Where the Data Comes From
If you want to cross check hydrogen sulfide properties and broader safety or chemical information, these resources are useful starting points:
- PubChem, National Institutes of Health: Hydrogen sulfide record
- NIST Chemistry WebBook: Hydrogen sulfide thermochemical and reference data
- U.S. Environmental Protection Agency: Hydrogen sulfide information
Those sources are especially helpful when you need background on H2S properties, environmental relevance, and reference chemistry. For course specific equilibrium constants, always compare against your assigned text or laboratory manual.
Practical Interpretation of the Result
The pH you calculate for sodium sulfide tells you more than whether the solution is basic. It gives insight into sulfide speciation, process compatibility, and analytical behavior.

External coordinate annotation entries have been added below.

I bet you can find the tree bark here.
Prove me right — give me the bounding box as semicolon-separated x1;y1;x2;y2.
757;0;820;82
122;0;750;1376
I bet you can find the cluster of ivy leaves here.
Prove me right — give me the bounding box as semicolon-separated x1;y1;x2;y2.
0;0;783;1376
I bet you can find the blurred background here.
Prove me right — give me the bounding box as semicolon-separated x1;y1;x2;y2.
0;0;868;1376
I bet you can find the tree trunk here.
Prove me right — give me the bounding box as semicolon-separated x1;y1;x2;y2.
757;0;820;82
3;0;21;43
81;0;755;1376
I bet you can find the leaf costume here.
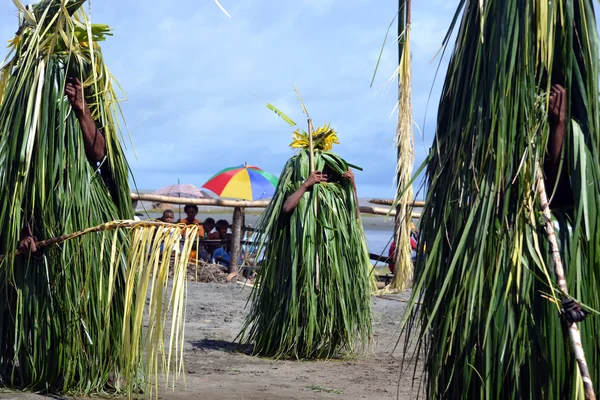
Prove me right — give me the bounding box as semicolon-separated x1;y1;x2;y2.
0;0;139;393
404;0;600;399
240;134;373;359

At very high pH, more sulfur remains in the deprotonated forms HS- and S2-. As pH drops, more of the total sulfide converts toward H2S. That matters because hydrogen sulfide is volatile and hazardous. In process design, wastewater treatment, pulp and paper operations, ore processing, and lab synthesis, understanding this acid base shift is essential.

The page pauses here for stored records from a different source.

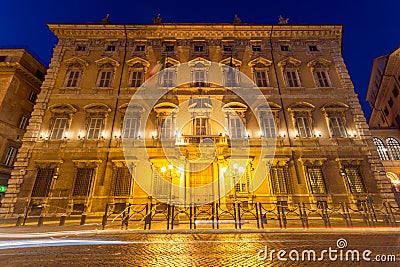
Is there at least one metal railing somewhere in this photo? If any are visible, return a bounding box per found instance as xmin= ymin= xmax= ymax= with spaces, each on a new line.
xmin=10 ymin=201 xmax=400 ymax=230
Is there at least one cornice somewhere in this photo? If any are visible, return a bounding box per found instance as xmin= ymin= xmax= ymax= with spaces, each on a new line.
xmin=0 ymin=62 xmax=42 ymax=87
xmin=48 ymin=24 xmax=342 ymax=40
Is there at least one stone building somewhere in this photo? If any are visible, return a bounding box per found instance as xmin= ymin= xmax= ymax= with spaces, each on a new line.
xmin=0 ymin=49 xmax=46 ymax=202
xmin=0 ymin=18 xmax=394 ymax=216
xmin=367 ymin=48 xmax=400 ymax=204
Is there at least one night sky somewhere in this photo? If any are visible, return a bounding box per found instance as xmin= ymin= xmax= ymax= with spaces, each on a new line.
xmin=0 ymin=0 xmax=400 ymax=118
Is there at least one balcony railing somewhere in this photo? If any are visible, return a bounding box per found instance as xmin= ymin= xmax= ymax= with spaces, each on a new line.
xmin=176 ymin=135 xmax=228 ymax=145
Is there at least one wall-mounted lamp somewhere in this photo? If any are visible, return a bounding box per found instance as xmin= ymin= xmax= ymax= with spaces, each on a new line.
xmin=114 ymin=132 xmax=121 ymax=139
xmin=39 ymin=132 xmax=49 ymax=140
xmin=78 ymin=131 xmax=85 ymax=140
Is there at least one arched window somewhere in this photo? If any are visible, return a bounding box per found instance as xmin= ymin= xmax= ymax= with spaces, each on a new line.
xmin=386 ymin=137 xmax=400 ymax=160
xmin=96 ymin=58 xmax=119 ymax=88
xmin=220 ymin=57 xmax=242 ymax=87
xmin=307 ymin=58 xmax=332 ymax=87
xmin=288 ymin=102 xmax=315 ymax=138
xmin=64 ymin=57 xmax=89 ymax=88
xmin=249 ymin=57 xmax=271 ymax=87
xmin=321 ymin=103 xmax=349 ymax=138
xmin=373 ymin=137 xmax=389 ymax=160
xmin=278 ymin=57 xmax=301 ymax=87
xmin=189 ymin=57 xmax=211 ymax=87
xmin=126 ymin=57 xmax=150 ymax=87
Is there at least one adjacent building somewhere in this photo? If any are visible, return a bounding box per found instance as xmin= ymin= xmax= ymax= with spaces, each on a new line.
xmin=0 ymin=18 xmax=395 ymax=216
xmin=0 ymin=49 xmax=46 ymax=203
xmin=367 ymin=48 xmax=400 ymax=206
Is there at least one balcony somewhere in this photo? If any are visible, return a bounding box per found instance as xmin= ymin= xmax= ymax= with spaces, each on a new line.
xmin=175 ymin=135 xmax=228 ymax=146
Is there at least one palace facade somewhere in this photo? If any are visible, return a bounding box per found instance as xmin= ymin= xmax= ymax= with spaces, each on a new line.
xmin=0 ymin=19 xmax=394 ymax=216
xmin=0 ymin=48 xmax=46 ymax=200
xmin=367 ymin=48 xmax=400 ymax=205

Another practical point is that measured pH in strong salt solutions may not equal the ideal pH exactly because glass electrodes respond to activity rather than simple concentration. Temperature also matters because Kw, Ka1, and Ka2 all vary with temperature. The calculator above intentionally makes the equilibrium constants editable so you can adapt the calculation for your own conditions.
Bottom Line
To calculate pH of Na2S correctly, treat sodium sulfide as a strongly basic salt derived from the diprotic weak acid hydrogen sulfide. The best workflow is to use total sulfide concentration, include both acid dissociation constants of H2S, account for water autoionization, and solve the resulting charge balance numerically. That gives a physically meaningful pH plus the full species distribution among H2S, HS-, and S2-.
For quick screening, sodium sulfide solutions are usually strongly alkaline, often around pH 11 to 13 plus over common concentration ranges. For design, reporting, or academic accuracy, the exact equilibrium method is the right choice, and that is what this calculator implements.